As to Count 53, however, the evidence shows a minor child with his underpants pulled down, pointing to his penis. A rational trier of fact could infer that the child was lewdly exhibiting his genitals, and hence the evidence was sufficient to support that count.
The exhibits serving as the basis for Counts 44 through 46 depict minor boys who are urinating from a back and side angle. In the videotape that served as the basis for Count 68, the minor child is urinating outside and, once he notices the camera, continues to urinate and smiles directly into the camera. Urinating is defined as a type of sexually explicit conduct. "Intent, which is a mental attitude, is commonly detectible only inferentially, and the law accommodates this." 13
Thus, the trier of fact could have inferred that Craft created these photographs for his own sexual gratification. Accordingly, we find the evidence sufficient to sustain a guilty verdict on these counts.
In Counts 64 through 66, Craft was charged with violations of OCGA 16-12-100
(b) (8), which makes it unlawful to knowingly possess or control material depicting a minor engaged in any sexually explicit conduct. Investigator Durden testified that he seized the photographs attached to Counts 64 through 66 during his search of the Craft residence. These photographs depict a young boy who is sitting with his legs open and wearing swimming trunks. His genitals are partially exposed, apparently by accident, through the leg of his shorts. A rational trier of fact could not infer that the photographs depict a minor intentionally engaged in the lewd exhibition of his genitals. Therefore, we reverse Craft's convictions on these counts.

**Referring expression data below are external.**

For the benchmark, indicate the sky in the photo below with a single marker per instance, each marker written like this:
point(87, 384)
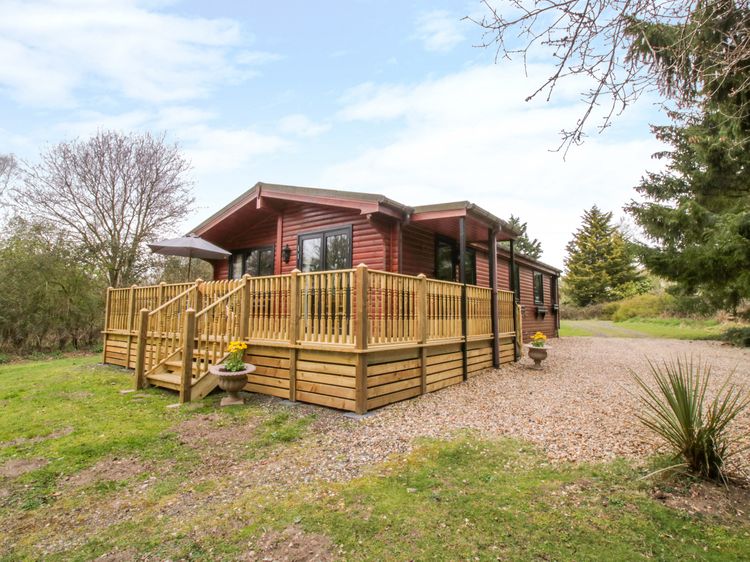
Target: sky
point(390, 97)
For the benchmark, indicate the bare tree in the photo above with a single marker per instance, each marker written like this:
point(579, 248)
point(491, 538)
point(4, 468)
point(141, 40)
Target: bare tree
point(691, 51)
point(111, 194)
point(8, 170)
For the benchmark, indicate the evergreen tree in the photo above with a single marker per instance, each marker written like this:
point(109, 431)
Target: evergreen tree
point(697, 211)
point(599, 265)
point(523, 244)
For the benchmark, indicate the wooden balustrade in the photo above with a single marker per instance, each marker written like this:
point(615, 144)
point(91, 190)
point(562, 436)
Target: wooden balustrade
point(443, 310)
point(325, 307)
point(267, 307)
point(165, 326)
point(303, 309)
point(392, 308)
point(214, 327)
point(478, 311)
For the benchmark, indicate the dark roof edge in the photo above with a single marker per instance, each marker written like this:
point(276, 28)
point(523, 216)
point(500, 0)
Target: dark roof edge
point(529, 260)
point(469, 206)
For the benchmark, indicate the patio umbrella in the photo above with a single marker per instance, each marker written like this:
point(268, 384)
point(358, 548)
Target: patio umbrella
point(189, 247)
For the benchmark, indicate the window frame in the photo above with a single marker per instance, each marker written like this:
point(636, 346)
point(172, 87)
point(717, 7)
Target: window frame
point(244, 253)
point(323, 235)
point(539, 291)
point(471, 258)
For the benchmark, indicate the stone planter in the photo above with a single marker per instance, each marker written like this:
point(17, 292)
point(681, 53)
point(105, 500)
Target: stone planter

In Counts 14 through 18, 34, 35, 37 through 40, and 42, Craft is charged with violating OCGA 16-6-4
(a), which provides, "A person commits the offense of child molestation when he or she does any immoral or indecent act to or in the presence of or with any child under the age of 16 years with the intent to arouse or satisfy the sexual desires of either the child or the person." 14
In Counts 14 through 18, 34, 35, 37 through 40, the indecent or immoral act with which Craft is charged is photographing children while they were nude, for the purpose of satisfying his sexual desires. In Count 42, Craft is charged with committing the indecent act of photographing a child while the child was pulling down his pants and exposing and slapping his buttocks for the camera, for the purpose of satisfying Craft's sexual desires.
As stated earlier, intent can be inferred. 15
A reviewing court will not disturb a factual determination by the jury on intent unless it is contrary to the evidence and clearly erroneous. The intent with which an act is done is peculiarly a question of fact for determination by the jury and even when a finding that the accused had the intent to commit the crime charged is supported by evidence which is exceedingly weak and unsatisfactory the verdict will not be set aside on that ground. 16
Also, in child molestation cases, evidence of other similar offenses against children is admissible to show the lustful disposition of the defendant. 17
In this case, hundreds of photographs of nude or partially nude children or their genitalia were admitted into evidence. From this evidence, the trier of fact could infer that Craft took the photographs for the purpose of satisfying his sexual desires. Thus, we affirm the convictions on these counts.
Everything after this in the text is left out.